I wrote something on this in my newsletter, if anyone is interested. https://pricetheory.substack.com/p/monopolies-dont-make-enough-money
Jose Pablo
Dec 27 2020 at 10:49am
I don’t see how fixed cost came into the picture. You should never take them into account in your pricing.
Sure, you should reduce your fixed cost as much as you can and closely analyze them, to the extent that they almost never are “totally fixed”, but you should focus on maximizing your “contribution margin”(revenue-cogs with “cogs” including all your variable cost) and introduce price discrimination that maximize your contribution margin, no matter which your fixed costs are.
By doing this you will always be in the best available position. Either making more money or loosing less. If maximizing your contribution margin does not allow you to cover your fixed cost and earn a decent return on your investment, no other pricing strategy will do so.
With almost zero variable cost in the parking example (they should install a fully automated payment system), its pricing should focus on maximizing revenue. Assuming no alternatives and infinite space in the parking lot the monopoly price solution provided by the micro is the right one to apply. With competing parking lots in the area, collusion or repeating rounds of competition should make the players arrive to a similar solution (provided no one of the parking lots has a “convenience advantage”).
Space constraints will require a “dynamic pricing system” with price increasing with demand. Once the curve time-demand is well known the owner can stablish different prices for different hours charging more for peak hours and less for the trough ones.
An intelligent segmentation of your clients will help to extract as much consumer surplus as you can, but again, this has nothing to do with your fixed costs (you should do it for any level of fixed costs).
Don’t see why fixed cost should be taken into account when deciding your pricing.
nobody.really
Dec 28 2020 at 8:27pm
Thanks for the linked article!
I get the social advantages of price discrimination. See Baumol & Bradford’s Optimal Departures from Marginal Cost Pricing (1970), re-introducing the world to Ramsey pricing–stating that optimal results flow from allocating fixed costs to customers with lower elasticities of demand.

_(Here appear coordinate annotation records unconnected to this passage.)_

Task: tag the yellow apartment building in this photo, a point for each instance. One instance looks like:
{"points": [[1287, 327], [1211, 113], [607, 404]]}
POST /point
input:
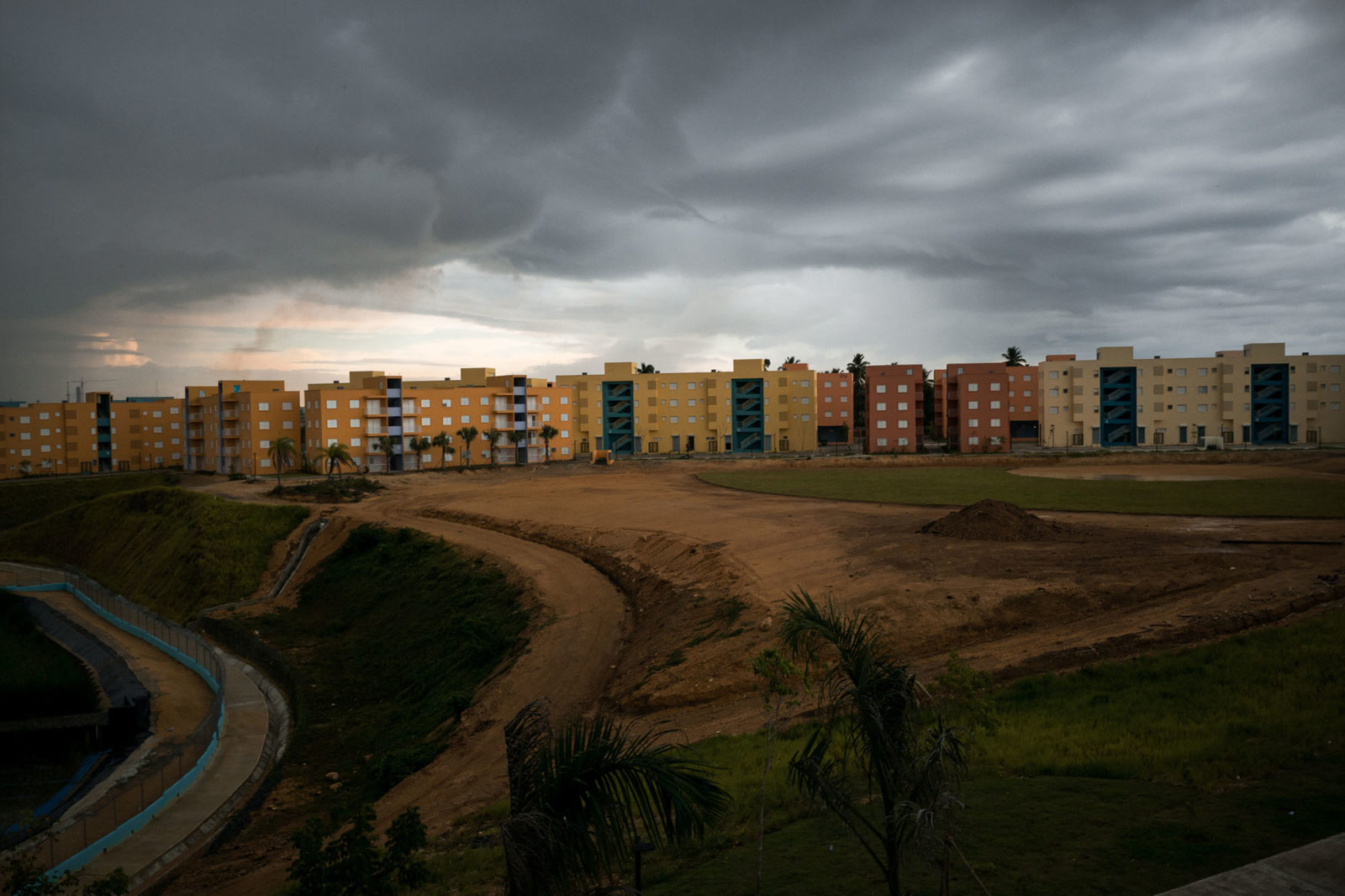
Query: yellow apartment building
{"points": [[150, 432], [373, 407], [232, 424], [92, 435], [1255, 396], [746, 409]]}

But under what circumstances does (effective) price discrimination harm efficiency? Is the idea that firms might invest too much in acquiring price discrimination data?
Lawrence Ator
Dec 28 2020 at 2:00am
I’ve always thought this type of thing was a crafty way of targeting certain markets. For most parkers in dense, downtown, or other busy and crowded places, parking is a logistic necessity that has to map to the rest of each one’s daily reality. You don’t want to think about it each day – you want to get to work in a routine way. The price discrimination here seems to prioritize a category of customer which regularly uses the service and has low tolerance for it being randomly not available, because the parking lot is full. So I infer that providing certainty of service to those regular customers is worth more to the business than providing convenience for the ad hoc customers who would pay more today, but then rarely, or never, come back.
This might be all wrong of course, but the people who set those prices have a whole lot more information about the reality of parking demand in wherever this was posted than I do or, I suspect, anyone who is reading this does.